If we compare Figure 4.7a with Figure 4.7d, we can see the overall change that has occurred in the system. Compared with Figure 4.7a, Figure 4.7d indicates an increase in Bert’s flexibility and openness. While Bert still exhibits a fair amount of rigidity, we can expect an overall improvement in his ability to demonstrate more flexible choices and behavior. As Bert integrates this new level of equilibrium, he will gain perspective that his old “comfort zone” (Figure 4.7a) of fighting was actually a constricted and limited way to live. 

CONCLUSION

Although paradoxical interventions have been shown to be effective in treating various types of oppositional and involuntary clients, such interventions have not been used with a sex offender population. The main difficulty has been the lack of a theoretical framework to support the use of such interventions.
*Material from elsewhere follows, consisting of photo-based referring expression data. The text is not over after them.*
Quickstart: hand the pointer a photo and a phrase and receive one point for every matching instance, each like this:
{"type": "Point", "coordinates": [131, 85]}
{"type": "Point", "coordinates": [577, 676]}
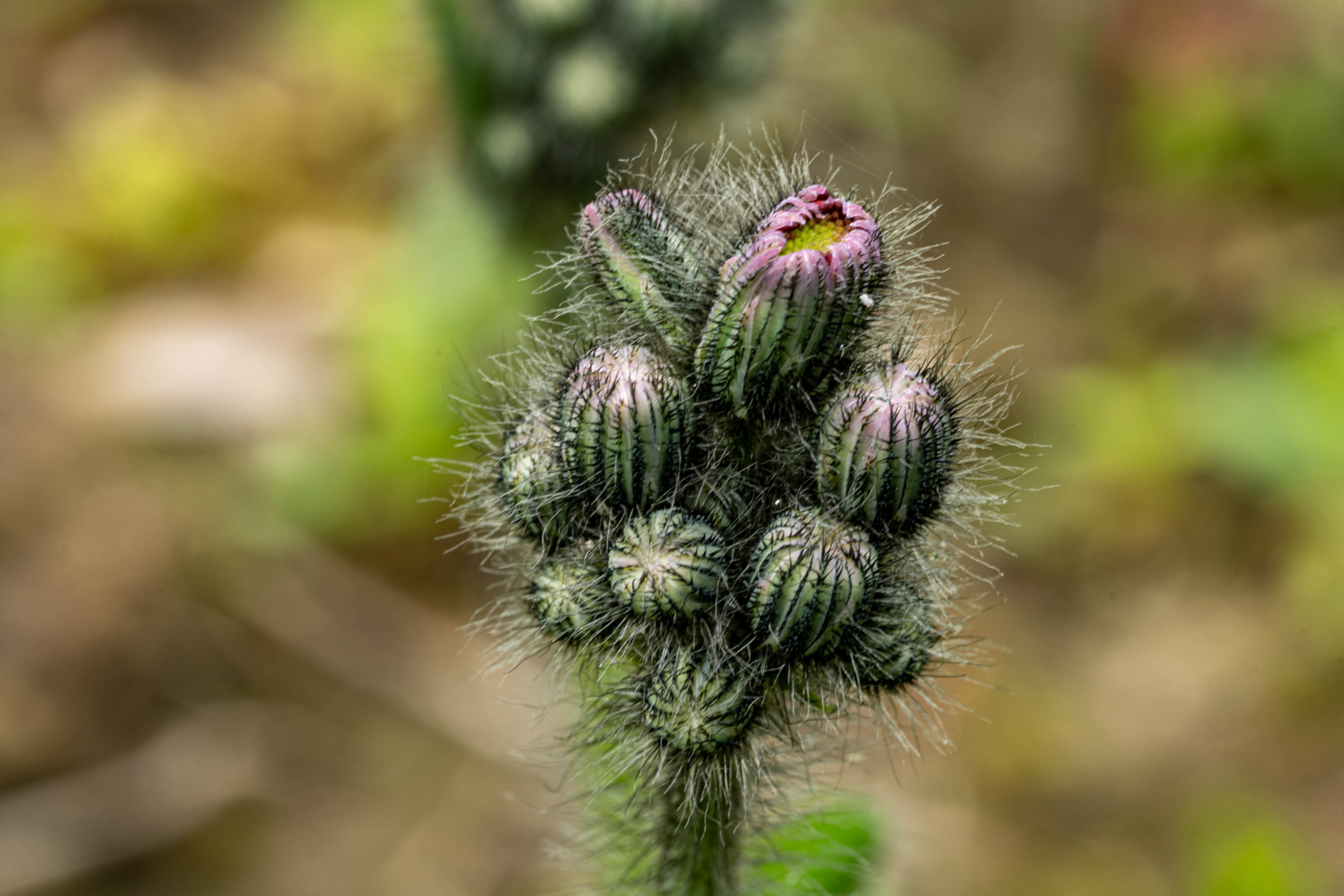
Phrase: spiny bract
{"type": "Point", "coordinates": [739, 480]}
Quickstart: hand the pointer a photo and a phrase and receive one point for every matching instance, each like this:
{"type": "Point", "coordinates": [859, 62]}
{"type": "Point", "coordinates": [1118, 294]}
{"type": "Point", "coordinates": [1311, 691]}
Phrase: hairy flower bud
{"type": "Point", "coordinates": [624, 416]}
{"type": "Point", "coordinates": [665, 564]}
{"type": "Point", "coordinates": [643, 261]}
{"type": "Point", "coordinates": [531, 477]}
{"type": "Point", "coordinates": [812, 575]}
{"type": "Point", "coordinates": [895, 652]}
{"type": "Point", "coordinates": [791, 299]}
{"type": "Point", "coordinates": [884, 448]}
{"type": "Point", "coordinates": [699, 703]}
{"type": "Point", "coordinates": [563, 598]}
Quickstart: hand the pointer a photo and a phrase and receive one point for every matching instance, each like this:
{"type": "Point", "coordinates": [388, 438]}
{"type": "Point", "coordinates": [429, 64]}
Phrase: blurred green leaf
{"type": "Point", "coordinates": [830, 850]}
{"type": "Point", "coordinates": [1239, 846]}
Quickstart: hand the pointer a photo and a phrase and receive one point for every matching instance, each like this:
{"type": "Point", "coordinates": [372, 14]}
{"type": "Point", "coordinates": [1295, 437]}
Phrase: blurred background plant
{"type": "Point", "coordinates": [246, 254]}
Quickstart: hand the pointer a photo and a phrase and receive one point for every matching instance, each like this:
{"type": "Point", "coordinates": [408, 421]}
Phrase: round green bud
{"type": "Point", "coordinates": [884, 448]}
{"type": "Point", "coordinates": [699, 703]}
{"type": "Point", "coordinates": [643, 261]}
{"type": "Point", "coordinates": [531, 477]}
{"type": "Point", "coordinates": [895, 652]}
{"type": "Point", "coordinates": [565, 597]}
{"type": "Point", "coordinates": [624, 418]}
{"type": "Point", "coordinates": [665, 564]}
{"type": "Point", "coordinates": [812, 575]}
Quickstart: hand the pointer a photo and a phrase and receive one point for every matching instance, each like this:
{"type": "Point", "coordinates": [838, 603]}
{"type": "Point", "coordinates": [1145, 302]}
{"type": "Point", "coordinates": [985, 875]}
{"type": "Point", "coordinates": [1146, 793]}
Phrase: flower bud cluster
{"type": "Point", "coordinates": [735, 473]}
{"type": "Point", "coordinates": [714, 602]}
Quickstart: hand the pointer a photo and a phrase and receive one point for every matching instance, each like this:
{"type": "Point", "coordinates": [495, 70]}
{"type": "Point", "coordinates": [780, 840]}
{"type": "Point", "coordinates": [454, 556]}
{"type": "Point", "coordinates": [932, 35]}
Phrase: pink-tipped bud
{"type": "Point", "coordinates": [884, 448]}
{"type": "Point", "coordinates": [791, 301]}
{"type": "Point", "coordinates": [624, 418]}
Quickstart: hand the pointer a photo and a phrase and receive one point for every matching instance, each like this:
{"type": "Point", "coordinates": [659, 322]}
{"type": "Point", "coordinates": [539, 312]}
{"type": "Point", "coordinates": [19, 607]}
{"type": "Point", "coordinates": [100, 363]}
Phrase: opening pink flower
{"type": "Point", "coordinates": [791, 301]}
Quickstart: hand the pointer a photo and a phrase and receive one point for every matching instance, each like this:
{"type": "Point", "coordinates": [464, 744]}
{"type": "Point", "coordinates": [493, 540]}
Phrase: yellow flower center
{"type": "Point", "coordinates": [819, 234]}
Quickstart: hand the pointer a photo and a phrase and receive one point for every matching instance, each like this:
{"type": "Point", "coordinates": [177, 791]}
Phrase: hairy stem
{"type": "Point", "coordinates": [699, 832]}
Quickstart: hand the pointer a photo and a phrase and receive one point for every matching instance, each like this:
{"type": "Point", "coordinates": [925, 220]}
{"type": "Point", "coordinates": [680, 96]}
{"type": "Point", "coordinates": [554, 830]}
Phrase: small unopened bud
{"type": "Point", "coordinates": [791, 299]}
{"type": "Point", "coordinates": [563, 598]}
{"type": "Point", "coordinates": [667, 564]}
{"type": "Point", "coordinates": [895, 652]}
{"type": "Point", "coordinates": [531, 476]}
{"type": "Point", "coordinates": [884, 448]}
{"type": "Point", "coordinates": [699, 703]}
{"type": "Point", "coordinates": [812, 575]}
{"type": "Point", "coordinates": [643, 261]}
{"type": "Point", "coordinates": [624, 416]}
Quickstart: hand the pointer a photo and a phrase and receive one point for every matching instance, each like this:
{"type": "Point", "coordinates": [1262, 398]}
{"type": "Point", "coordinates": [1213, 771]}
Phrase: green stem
{"type": "Point", "coordinates": [699, 850]}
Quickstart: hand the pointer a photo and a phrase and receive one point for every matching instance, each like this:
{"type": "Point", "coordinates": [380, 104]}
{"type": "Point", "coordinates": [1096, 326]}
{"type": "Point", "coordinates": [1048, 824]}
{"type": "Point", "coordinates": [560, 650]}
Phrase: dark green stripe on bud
{"type": "Point", "coordinates": [812, 575]}
{"type": "Point", "coordinates": [565, 598]}
{"type": "Point", "coordinates": [698, 703]}
{"type": "Point", "coordinates": [717, 499]}
{"type": "Point", "coordinates": [531, 477]}
{"type": "Point", "coordinates": [667, 564]}
{"type": "Point", "coordinates": [791, 299]}
{"type": "Point", "coordinates": [643, 261]}
{"type": "Point", "coordinates": [884, 448]}
{"type": "Point", "coordinates": [624, 419]}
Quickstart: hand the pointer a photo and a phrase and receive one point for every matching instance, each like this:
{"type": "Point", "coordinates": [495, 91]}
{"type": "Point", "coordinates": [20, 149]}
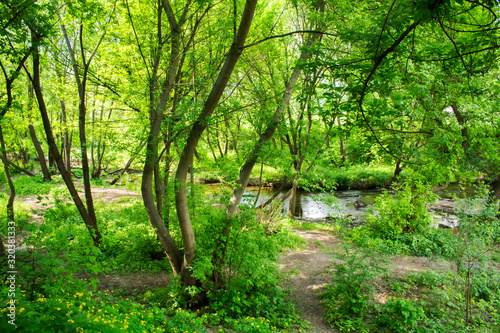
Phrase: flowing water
{"type": "Point", "coordinates": [314, 206]}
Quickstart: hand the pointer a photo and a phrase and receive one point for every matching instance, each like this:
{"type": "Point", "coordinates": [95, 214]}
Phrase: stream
{"type": "Point", "coordinates": [314, 206]}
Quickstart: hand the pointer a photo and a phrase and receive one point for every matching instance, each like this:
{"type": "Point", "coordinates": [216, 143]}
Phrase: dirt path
{"type": "Point", "coordinates": [307, 268]}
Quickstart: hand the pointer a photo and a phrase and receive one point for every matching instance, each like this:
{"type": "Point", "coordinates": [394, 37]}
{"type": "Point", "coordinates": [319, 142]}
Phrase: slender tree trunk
{"type": "Point", "coordinates": [246, 169]}
{"type": "Point", "coordinates": [129, 162]}
{"type": "Point", "coordinates": [21, 169]}
{"type": "Point", "coordinates": [5, 160]}
{"type": "Point", "coordinates": [89, 222]}
{"type": "Point", "coordinates": [186, 158]}
{"type": "Point", "coordinates": [156, 116]}
{"type": "Point", "coordinates": [343, 153]}
{"type": "Point", "coordinates": [461, 121]}
{"type": "Point", "coordinates": [41, 155]}
{"type": "Point", "coordinates": [66, 137]}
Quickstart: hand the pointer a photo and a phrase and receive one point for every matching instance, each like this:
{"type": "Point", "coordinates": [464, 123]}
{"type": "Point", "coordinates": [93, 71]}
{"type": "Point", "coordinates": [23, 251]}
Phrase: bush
{"type": "Point", "coordinates": [350, 290]}
{"type": "Point", "coordinates": [405, 212]}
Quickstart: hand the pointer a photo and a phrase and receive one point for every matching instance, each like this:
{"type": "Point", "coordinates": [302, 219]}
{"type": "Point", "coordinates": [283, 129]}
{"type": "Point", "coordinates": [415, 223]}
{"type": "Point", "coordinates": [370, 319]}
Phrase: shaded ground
{"type": "Point", "coordinates": [308, 268]}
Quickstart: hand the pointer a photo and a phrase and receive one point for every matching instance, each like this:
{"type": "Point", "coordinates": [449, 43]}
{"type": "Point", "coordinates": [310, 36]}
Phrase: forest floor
{"type": "Point", "coordinates": [307, 269]}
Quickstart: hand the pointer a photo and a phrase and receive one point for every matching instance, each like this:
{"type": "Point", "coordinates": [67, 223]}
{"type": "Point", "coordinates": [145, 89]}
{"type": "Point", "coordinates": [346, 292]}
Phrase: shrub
{"type": "Point", "coordinates": [405, 212]}
{"type": "Point", "coordinates": [350, 290]}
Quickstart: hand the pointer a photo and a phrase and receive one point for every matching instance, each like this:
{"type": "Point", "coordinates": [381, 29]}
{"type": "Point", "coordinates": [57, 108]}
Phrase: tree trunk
{"type": "Point", "coordinates": [41, 155]}
{"type": "Point", "coordinates": [186, 158]}
{"type": "Point", "coordinates": [89, 222]}
{"type": "Point", "coordinates": [21, 169]}
{"type": "Point", "coordinates": [67, 138]}
{"type": "Point", "coordinates": [156, 116]}
{"type": "Point", "coordinates": [461, 121]}
{"type": "Point", "coordinates": [129, 162]}
{"type": "Point", "coordinates": [246, 169]}
{"type": "Point", "coordinates": [5, 160]}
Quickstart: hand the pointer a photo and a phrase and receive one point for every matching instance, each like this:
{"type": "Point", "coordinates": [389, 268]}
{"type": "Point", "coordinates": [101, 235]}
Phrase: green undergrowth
{"type": "Point", "coordinates": [58, 288]}
{"type": "Point", "coordinates": [460, 295]}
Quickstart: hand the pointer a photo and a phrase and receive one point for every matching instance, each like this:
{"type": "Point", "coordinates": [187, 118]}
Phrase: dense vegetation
{"type": "Point", "coordinates": [158, 96]}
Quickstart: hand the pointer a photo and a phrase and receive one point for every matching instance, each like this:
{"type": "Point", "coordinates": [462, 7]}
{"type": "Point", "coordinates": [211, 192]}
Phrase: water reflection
{"type": "Point", "coordinates": [316, 206]}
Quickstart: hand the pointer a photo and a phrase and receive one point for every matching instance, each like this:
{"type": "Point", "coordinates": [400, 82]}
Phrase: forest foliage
{"type": "Point", "coordinates": [311, 94]}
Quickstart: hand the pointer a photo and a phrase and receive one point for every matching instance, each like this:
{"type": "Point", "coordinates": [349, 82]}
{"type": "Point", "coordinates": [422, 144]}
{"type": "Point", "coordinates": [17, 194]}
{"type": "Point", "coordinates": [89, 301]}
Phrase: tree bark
{"type": "Point", "coordinates": [5, 160]}
{"type": "Point", "coordinates": [89, 222]}
{"type": "Point", "coordinates": [246, 169]}
{"type": "Point", "coordinates": [21, 169]}
{"type": "Point", "coordinates": [129, 163]}
{"type": "Point", "coordinates": [67, 138]}
{"type": "Point", "coordinates": [186, 158]}
{"type": "Point", "coordinates": [156, 116]}
{"type": "Point", "coordinates": [463, 131]}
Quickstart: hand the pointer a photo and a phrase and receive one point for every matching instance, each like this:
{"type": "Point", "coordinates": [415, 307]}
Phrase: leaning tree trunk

This chapter offers the science of orbits-gravity phenomena utilizing the solar system model to support a viable framework to define a process for nonlinear change. The model indicates that by shifting “attachment-gravity” it is possible to effect multi-orbits of behavior simultaneously. The model identifies the “active ingredient” of treatment as the clinician’s ability to attach or join with the client. While the voluntary client invites the clinician to join, the involuntary client attempts to avoid the therapeutic alliance. In working with the involuntary client, paradoxical interventions are particularly effective because they bypass resistance and promote a process that “imposes attachment”. Through this process, even the client who has no desire or intent will be influenced to shift his behavior without forethought or planning.

The model recognizes that while it is inappropriate to use paradoxical interventions to directly target primary sex offense behaviors, it is appropriate and recommended to use the methods in addressing non-criminogenic and secondary behaviors related to anger, social skills, low self-esteem, and so on. The solar system model suggests that when these secondary behaviors are affected, there will be a simultaneous shift in primary targeted deviant behaviors. This model appears to support the existing research of Marshall (1997; Marshall, Cripps, Anderson, & Cortoni, 1999) and others that indicates that it is possible to impact targeted offender behavior in an indirect manner.